In an ideal world, your response should be to follow the incident plan you prepared earlier, says Steven Furnell, professor of cyber security at the University of Nottingham. But for businesses without a ready-made plan, he advises turning immediately to the National Cyber Security Centre’s Small Business Guide on Response and Recovery, especially Steps 2 and 3, which focus on identifying what is happening, understanding what systems are affected, and preventing the situation from worsening.  

If your business has cyber insurance, Simon Heath, Director of IT services business The Final Step, advises contacting the insurer immediately for its technical, legal, and PR advice. ‘They should also help set parameters around communications and prioritise possibly conflicting next steps to take,’ he suggests. 

Heath also emphasises confirming the incident’s extent, gathering internal staff and external IT support, checking your business continuity and disaster recovery plans, documenting every action taken, and isolating affected systems and users.  

Common mistakes Heath sees small companies make? Incidents incorrectly reported, prioritised, or investigated and poorly documented remediation efforts. ‘And often they seek to redress the problem without investigating root causes,’ he notes. ‘That’s important for learning and taking additional steps.’ 
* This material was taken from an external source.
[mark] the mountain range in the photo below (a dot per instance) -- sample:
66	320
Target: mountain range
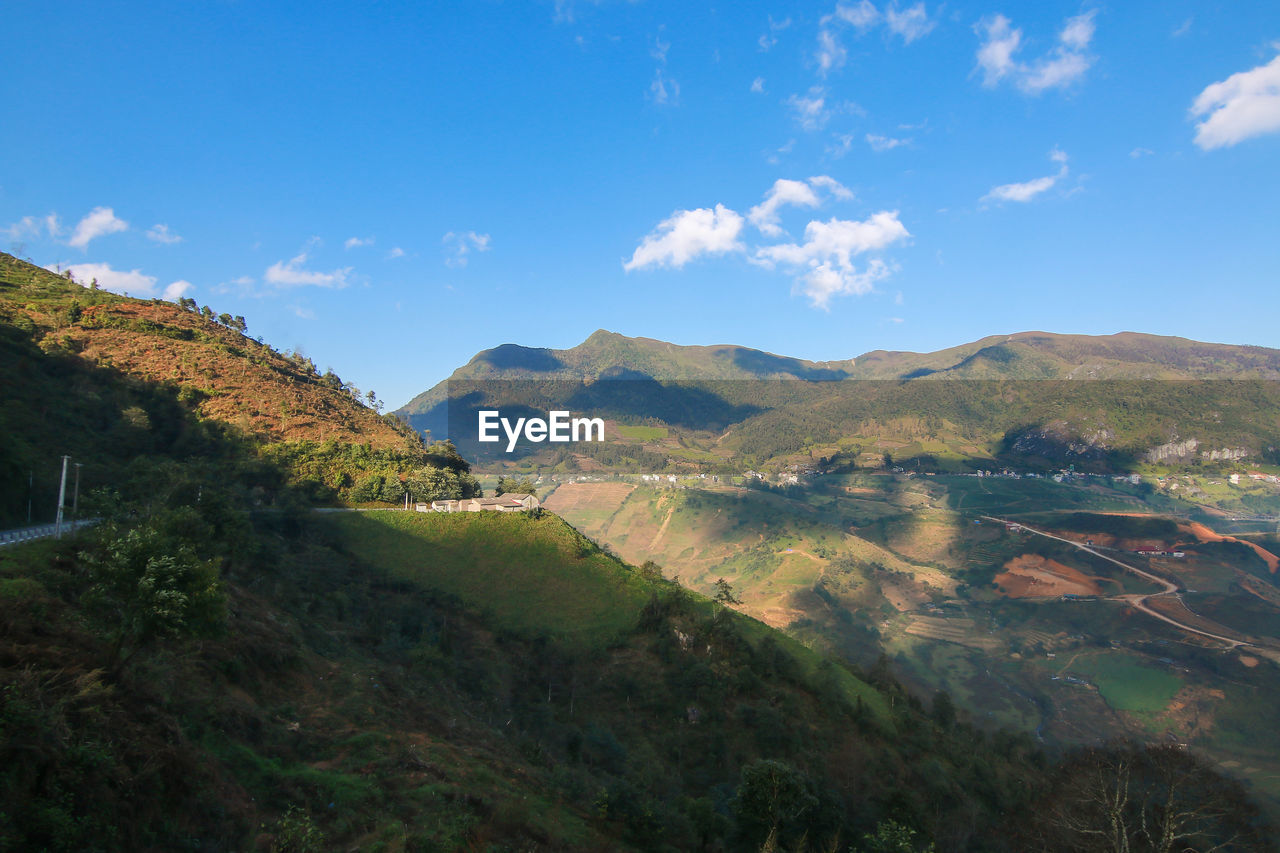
1114	400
The weeks after: rebuilding trust  

Once the immediate danger has passed, the challenge shifts to repairing trust. ‘Communication is key,’ says Furnell, pointing to Step 4 of the NCSC guidance, which emphasises transparent reporting to stakeholders.  
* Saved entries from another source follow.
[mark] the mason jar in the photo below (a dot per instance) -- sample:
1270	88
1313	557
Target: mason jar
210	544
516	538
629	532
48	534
He reminds SME leaders that reporting personal data breaches to the Information Commissioner’s Office within 72 hours is a legal requirement, and the ICO provides its own guidance on managing such breaches. Businesses that communicate clearly, whether with customers, partners or staff, are better positioned to restore relationships damaged by the breach. 

Getting help when you don’t have experts in-house 

‘Many SMEs feel isolated in terms of dealing with cyber security,’ says Furnell, who encourages small firms to start with accessible NCSC resources such as the Small Business Guide on Cyber Security and the Cyber Action Toolkit, which help build foundational knowledge.  

He also describes a pilot programme he is involved in, the Cyber Security Communities of Support, which bring SMEs and experts together to discuss security concerns ‘in a less formal manner’. Though not designed for emergency response, these communities can provide an invaluable peer-support network.  

Building long-term resilience 

‘Cyber security needs attention proactively rather than just in response to incidents occurring,’ warns Furnell, who points to Step 1 of the NCSC guidance (preparing in advance) and Step 5 (learning from incidents). Reflecting on what happened – and why – helps prevent recurrence and strengthens organisational resilience. A cyber-attack doesn’t have to mark the beginning of decline.  

With calm decision-making, clear communication, expert-informed actions, and a commitment to learning, a small business can not only recover but return stronger and more secure than before.